Software systems and applications are typically designed using a single default language. In most cases, such single standard language is English. However, for today's software applications, internationalization and localization and, especially, the provisioning and support of different languages may be mandatory. Internationalization and localization can refer to ways of adapting software applications to different languages, regional differences, and/or technical requirements of a particular market. Internationalization refers to a process of designing a software application so that it can be adapted to various languages and regions without engineering changes. Localization refers to a process of adapting internationalized software for a specific region or language by adding locale-specific components and translating text. Many different and sophisticated software engineering approaches have been designed to define, change, translate, and install language-dependent texts for software applications.

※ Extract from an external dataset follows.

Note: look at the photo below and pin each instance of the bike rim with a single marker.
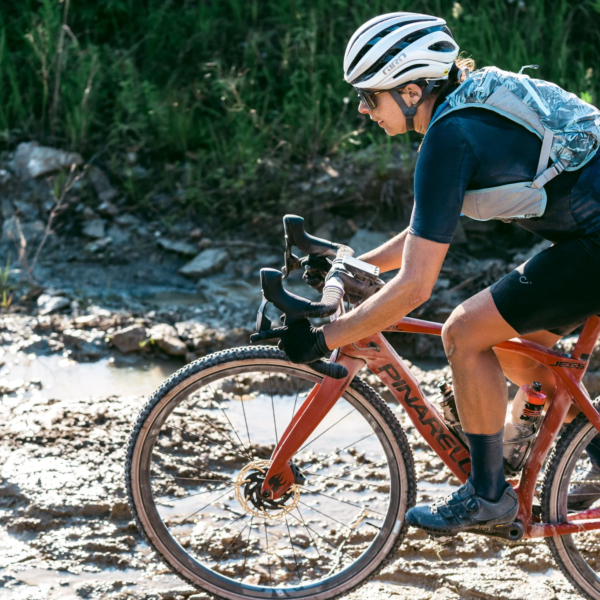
(582, 548)
(305, 573)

Many current software applications do not support reuse of same textual expressions in different user interface components (e.g., labels, captions, titles, push buttons, error messages, etc.) running in different language environments. The current practice, for developers using language-dependent texts, is to search for an already existing text in a particular language and, if the text in that particular language is available, reuse it. If the text in a particular language does not exist, then a developer has to create a new text. This can be accomplished by creating a new entry in a text table or in a text resource file and assign a key to it. This key will then be used to access the language-dependent text at runtime.
However, the current system are deficient in that their creation of new language-dependent text for a particular textual expression can consume development time, produce unnecessary keys, generate significant redundant work for the developer in generating these keys, as well as incur time delay and additional cost.